TL;DR — Is It The Right Investment For You?
As always, it depends on what your aims are. Like other oilseeds, canola is used in a variety of food and non-food uses, including industrial products, biofuels, and livestock feed. Because of this versatility, canola can be used as a hedge against inflation & for portfolio diversification. Demand for canola is global and is expected to increase, as evidenced by EU import and Chinese stock data from USDA reports. Furthermore, as with other agricultural commodities, climate change can certainly have an impact on production, causing supply constraints and putting upward pressure on prices. However, there are a number of risks associated with canola. Because of the recent price spike reaching levels not seen in decades, it’s likely that more and more factors will put downward pressure on prices in response to this. These include potential overproduction by Canadian suppliers, and slower export demand due to the high prices as well as the availability of other oilseed substitutes. Last but not least, canola prices can also be impacted by research that highlights the benefits or the harms in canola consumption.

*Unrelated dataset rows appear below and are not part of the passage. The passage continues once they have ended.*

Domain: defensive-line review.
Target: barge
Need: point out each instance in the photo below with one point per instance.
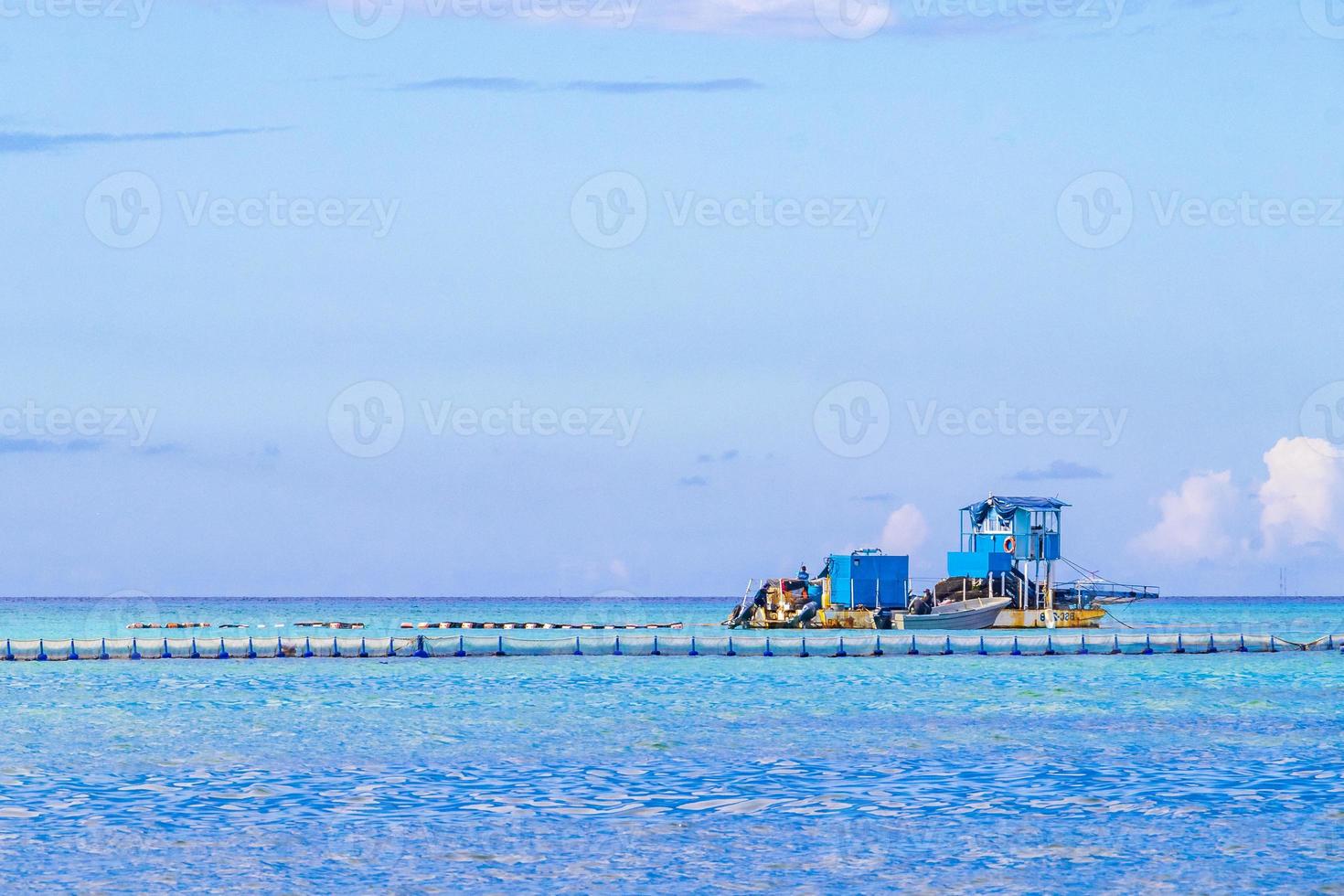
(1001, 575)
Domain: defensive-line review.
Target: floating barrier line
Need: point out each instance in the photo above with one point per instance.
(595, 644)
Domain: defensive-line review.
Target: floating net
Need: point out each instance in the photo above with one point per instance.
(646, 644)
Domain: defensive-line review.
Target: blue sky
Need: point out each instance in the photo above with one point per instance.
(840, 286)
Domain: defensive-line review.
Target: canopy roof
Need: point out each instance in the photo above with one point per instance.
(1006, 507)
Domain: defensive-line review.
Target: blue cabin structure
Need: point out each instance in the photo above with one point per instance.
(869, 579)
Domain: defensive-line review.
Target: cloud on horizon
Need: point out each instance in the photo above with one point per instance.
(27, 142)
(48, 446)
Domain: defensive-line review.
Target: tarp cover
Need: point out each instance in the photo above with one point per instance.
(1006, 507)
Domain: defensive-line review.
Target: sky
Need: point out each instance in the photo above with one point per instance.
(497, 297)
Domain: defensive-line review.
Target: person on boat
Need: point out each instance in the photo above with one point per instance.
(742, 614)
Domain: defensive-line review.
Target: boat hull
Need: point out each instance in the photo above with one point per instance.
(953, 617)
(1089, 618)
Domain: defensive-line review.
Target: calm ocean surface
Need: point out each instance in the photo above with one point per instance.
(644, 774)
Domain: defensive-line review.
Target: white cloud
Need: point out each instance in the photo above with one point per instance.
(905, 531)
(1195, 520)
(1304, 495)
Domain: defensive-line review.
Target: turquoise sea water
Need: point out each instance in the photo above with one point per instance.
(640, 774)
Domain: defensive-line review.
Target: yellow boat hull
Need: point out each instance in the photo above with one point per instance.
(1041, 618)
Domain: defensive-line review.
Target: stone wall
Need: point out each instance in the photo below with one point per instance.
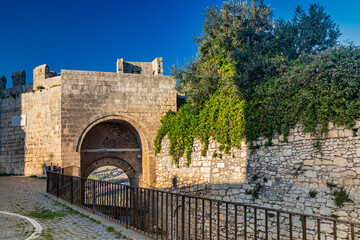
(89, 98)
(282, 175)
(34, 141)
(44, 123)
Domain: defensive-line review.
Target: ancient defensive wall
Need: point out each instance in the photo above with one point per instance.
(87, 119)
(303, 175)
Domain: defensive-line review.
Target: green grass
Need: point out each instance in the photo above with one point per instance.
(95, 221)
(110, 229)
(47, 214)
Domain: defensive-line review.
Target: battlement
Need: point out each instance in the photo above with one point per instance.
(146, 68)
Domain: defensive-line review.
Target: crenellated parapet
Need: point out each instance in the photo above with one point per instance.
(18, 78)
(19, 86)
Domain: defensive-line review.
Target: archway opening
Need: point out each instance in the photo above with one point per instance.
(113, 143)
(110, 174)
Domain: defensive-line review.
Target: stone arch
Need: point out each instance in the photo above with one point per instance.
(135, 159)
(115, 162)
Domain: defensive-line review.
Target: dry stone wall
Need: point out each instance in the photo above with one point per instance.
(292, 176)
(30, 128)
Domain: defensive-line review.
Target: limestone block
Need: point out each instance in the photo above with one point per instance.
(348, 182)
(341, 162)
(287, 152)
(349, 174)
(333, 134)
(311, 174)
(358, 152)
(2, 82)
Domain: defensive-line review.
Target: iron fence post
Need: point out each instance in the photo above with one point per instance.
(71, 190)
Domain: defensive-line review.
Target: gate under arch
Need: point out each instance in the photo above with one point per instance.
(112, 142)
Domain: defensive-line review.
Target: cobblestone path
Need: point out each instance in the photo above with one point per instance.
(26, 196)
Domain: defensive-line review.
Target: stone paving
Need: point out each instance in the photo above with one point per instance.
(26, 196)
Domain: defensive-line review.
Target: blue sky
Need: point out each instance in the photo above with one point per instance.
(91, 35)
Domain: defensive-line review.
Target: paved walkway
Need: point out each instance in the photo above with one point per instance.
(26, 196)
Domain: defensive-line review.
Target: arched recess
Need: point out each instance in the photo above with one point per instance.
(114, 162)
(114, 141)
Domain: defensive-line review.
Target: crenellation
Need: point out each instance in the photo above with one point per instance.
(2, 83)
(59, 108)
(144, 68)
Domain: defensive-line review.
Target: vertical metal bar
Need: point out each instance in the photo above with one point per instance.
(195, 218)
(245, 223)
(278, 225)
(203, 219)
(58, 185)
(171, 215)
(136, 210)
(304, 227)
(235, 230)
(149, 210)
(142, 201)
(266, 225)
(126, 206)
(153, 213)
(227, 221)
(93, 181)
(166, 218)
(162, 211)
(71, 190)
(177, 217)
(189, 216)
(218, 220)
(210, 220)
(47, 180)
(182, 217)
(319, 230)
(157, 214)
(290, 226)
(255, 223)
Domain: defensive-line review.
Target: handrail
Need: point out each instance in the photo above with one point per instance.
(131, 200)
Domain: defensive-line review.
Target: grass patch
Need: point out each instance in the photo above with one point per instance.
(341, 197)
(5, 174)
(95, 221)
(47, 214)
(312, 193)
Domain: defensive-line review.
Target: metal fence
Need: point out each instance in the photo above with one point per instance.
(166, 215)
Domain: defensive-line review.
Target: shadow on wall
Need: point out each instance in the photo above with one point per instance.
(12, 121)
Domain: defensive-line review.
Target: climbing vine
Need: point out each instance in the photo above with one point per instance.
(312, 91)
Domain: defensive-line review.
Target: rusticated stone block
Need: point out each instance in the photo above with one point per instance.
(2, 82)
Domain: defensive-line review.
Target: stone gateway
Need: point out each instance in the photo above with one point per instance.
(85, 119)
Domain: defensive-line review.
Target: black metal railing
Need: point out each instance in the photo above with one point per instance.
(166, 215)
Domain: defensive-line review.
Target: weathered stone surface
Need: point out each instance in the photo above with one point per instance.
(341, 162)
(60, 110)
(2, 82)
(18, 78)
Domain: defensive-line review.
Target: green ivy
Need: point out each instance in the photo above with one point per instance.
(311, 91)
(225, 125)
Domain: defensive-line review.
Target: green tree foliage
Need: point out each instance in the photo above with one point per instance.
(257, 76)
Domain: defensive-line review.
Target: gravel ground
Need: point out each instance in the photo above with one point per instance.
(26, 196)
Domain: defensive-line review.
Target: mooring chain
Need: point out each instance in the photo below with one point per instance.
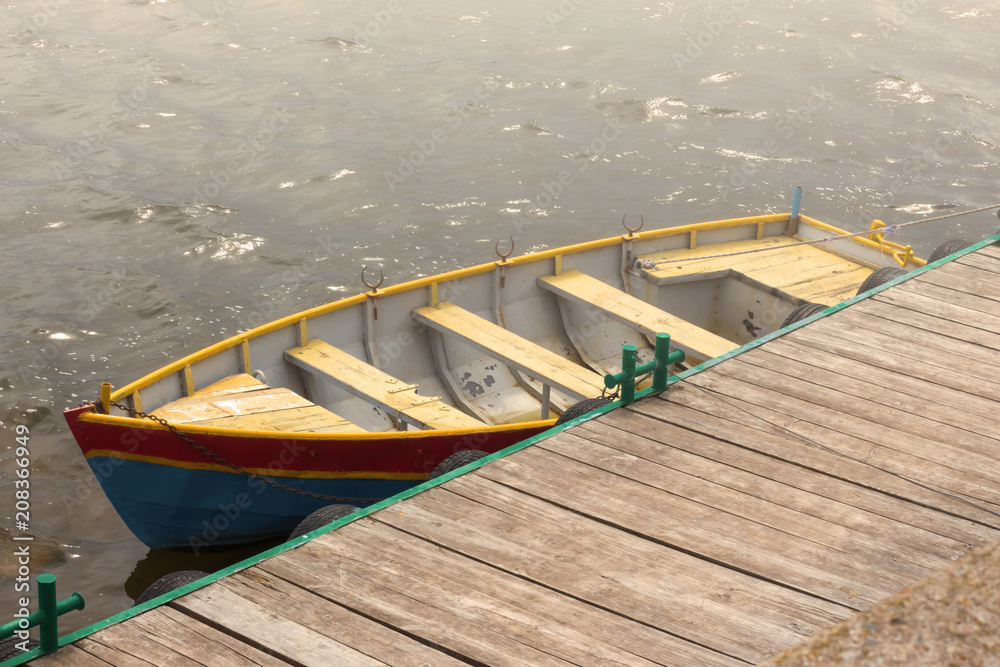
(233, 466)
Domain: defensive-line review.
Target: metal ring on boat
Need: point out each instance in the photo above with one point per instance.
(630, 230)
(501, 255)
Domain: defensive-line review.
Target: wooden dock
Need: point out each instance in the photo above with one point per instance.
(752, 505)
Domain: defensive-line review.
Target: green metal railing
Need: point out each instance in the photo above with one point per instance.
(47, 616)
(660, 365)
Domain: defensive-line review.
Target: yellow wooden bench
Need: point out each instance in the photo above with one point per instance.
(392, 395)
(241, 401)
(520, 353)
(804, 271)
(637, 314)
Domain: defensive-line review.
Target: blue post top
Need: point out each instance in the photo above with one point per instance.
(796, 202)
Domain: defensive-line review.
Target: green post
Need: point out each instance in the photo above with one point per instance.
(661, 354)
(629, 353)
(48, 626)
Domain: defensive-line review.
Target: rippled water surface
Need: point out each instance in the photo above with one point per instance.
(175, 171)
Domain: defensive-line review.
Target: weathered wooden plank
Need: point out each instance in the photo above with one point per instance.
(532, 614)
(369, 581)
(740, 423)
(914, 345)
(335, 621)
(936, 404)
(636, 313)
(723, 609)
(528, 357)
(372, 384)
(952, 296)
(989, 253)
(914, 457)
(960, 404)
(967, 279)
(70, 656)
(835, 288)
(812, 516)
(210, 406)
(234, 384)
(198, 642)
(120, 654)
(962, 448)
(312, 418)
(695, 526)
(916, 300)
(265, 629)
(887, 357)
(735, 446)
(980, 261)
(943, 337)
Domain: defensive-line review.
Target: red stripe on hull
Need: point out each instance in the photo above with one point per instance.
(392, 454)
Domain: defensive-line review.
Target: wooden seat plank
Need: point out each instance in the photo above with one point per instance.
(234, 384)
(197, 408)
(636, 313)
(371, 384)
(310, 419)
(805, 271)
(240, 401)
(522, 354)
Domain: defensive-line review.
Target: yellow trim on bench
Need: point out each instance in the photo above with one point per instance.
(521, 353)
(637, 314)
(371, 384)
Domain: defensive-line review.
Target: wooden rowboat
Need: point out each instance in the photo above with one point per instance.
(362, 398)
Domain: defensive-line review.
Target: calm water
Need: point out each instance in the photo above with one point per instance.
(175, 171)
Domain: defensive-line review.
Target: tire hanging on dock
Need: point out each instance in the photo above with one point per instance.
(581, 408)
(322, 517)
(881, 277)
(456, 461)
(949, 247)
(802, 312)
(169, 582)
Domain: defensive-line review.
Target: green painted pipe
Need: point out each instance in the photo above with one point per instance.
(47, 616)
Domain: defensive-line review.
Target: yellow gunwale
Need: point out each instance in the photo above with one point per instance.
(147, 425)
(418, 283)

🧺 If you are considering canola to your existing portfolio or bundling it with a number of others, you may want to consider doing dollar-cost averaging (regular investments over time) to build your canola position so you can take advantage of any volatility in the market.
💰 If you are considering adding canola for speculation and profit, you may want to monitor the factors that affect canola prices mentioned above. You may also want to keep track of monthly reports of world production, consumption & stock levels released by the USDA, so you can keep track of supply & demand. Bear in mind that canola is referred to as rapeseed in the reports. In addition to monitoring the factors mentioned above, you may also want to consider performing some technical analysis on canola’s price chart to help consolidate trends and patterns to help with your decision. That being said, as you can see in its price chart, its recent price spike is at levels not seen for decades, so proceed with caution should you want to add canola to your portfolio.
As always, if you are unsure, check in with a professional financial advisor before making any moves.